John McDonnell claims British business now sees Labour as 'the government in waiting'

  • Shadow Chancellor says business is now treating Labour like the “government in waiting”.
  • McDonnell says business is already making long term plans for a Labour government.
  • He says his party will save business from the coming economic “catastrophe” under Theresa May’s government.

LONDON — Shadow Chancellor John McDonnell today claimed that business leaders see Labour as “the government in waiting” and accused the Conservatives of leading Britain to a “catastrophe” in a speech on the economy on Thursday.

McDonnell said business leaders he has met in recent weeks are making long-term plans based on the assumption that Jeremy Corbyn’s Labour will form a government at the next general election.

McDonnell also attacked Philip Hammond for having “no idea what is going in the real world” as the chancellor prepares to announce the government’s Autumn budget next week.

“Let’s hope he wakes up and see what is happening to the real people,” McDonnell told a press conference in Westminster.

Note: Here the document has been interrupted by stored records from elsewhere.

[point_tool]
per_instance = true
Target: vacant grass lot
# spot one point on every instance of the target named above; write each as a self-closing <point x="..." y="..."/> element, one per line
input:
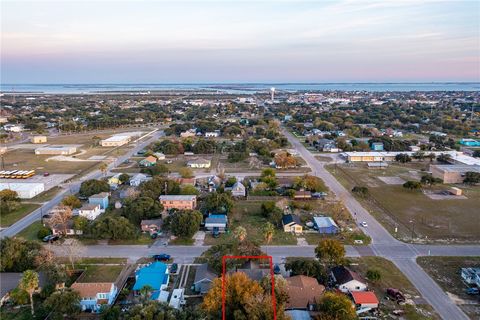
<point x="446" y="272"/>
<point x="391" y="277"/>
<point x="7" y="219"/>
<point x="412" y="211"/>
<point x="101" y="273"/>
<point x="248" y="214"/>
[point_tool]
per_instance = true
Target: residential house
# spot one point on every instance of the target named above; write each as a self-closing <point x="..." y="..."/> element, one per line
<point x="364" y="300"/>
<point x="159" y="156"/>
<point x="216" y="222"/>
<point x="303" y="292"/>
<point x="90" y="211"/>
<point x="179" y="202"/>
<point x="154" y="275"/>
<point x="149" y="161"/>
<point x="347" y="280"/>
<point x="292" y="223"/>
<point x="325" y="225"/>
<point x="177" y="299"/>
<point x="115" y="180"/>
<point x="100" y="199"/>
<point x="95" y="295"/>
<point x="151" y="226"/>
<point x="199" y="163"/>
<point x="302" y="195"/>
<point x="203" y="278"/>
<point x="10" y="281"/>
<point x="238" y="190"/>
<point x="471" y="275"/>
<point x="138" y="179"/>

He described the austerity agenda initiated by former Chancellor George Osborne and continued by Hammond as based on “at best a myth, and at worst a lie.”

He added: “It would help if he [Hammond] recognised he’s not a concerned bystander, he has been a senior member of government since 2010. It’s his and that of his colleagues. theirs alone. They failed to address the failures of the economy, and have added to them.”

“The NHS now faces the worst recruitment crisis in its history… Cuts to local policing a direct threat to national security and fight to keep streets safe from terrorism… The current crisis at risk of becoming a catastrophe.

“The lesson is clear. The lessons is we cant go on like this. Austerity doesn’t just have to end — we need to start seriously investing in public services and our economy.”

In his speech, McDonnell called on the government to announce an “emergency budget” and said Chancellor Hammond should make the following commitments:

  • Pause the roll-out of Universal Credit
  • Pump money into health, education, and local government
  • Put money towards public sector pay rises
  • Increase funding for infrastructure projects
  • Launch a national, large-scale house-building programme

McDonnell accused Theresa May’s government of being “ill-prepared and incapable” to negotiate Brexit but failed to confirm whether a Labour government would set aside funds for a no-deal scenario.

“We believe that we should negotiate a deal and as a government, we’d negotiate a deal,” he said.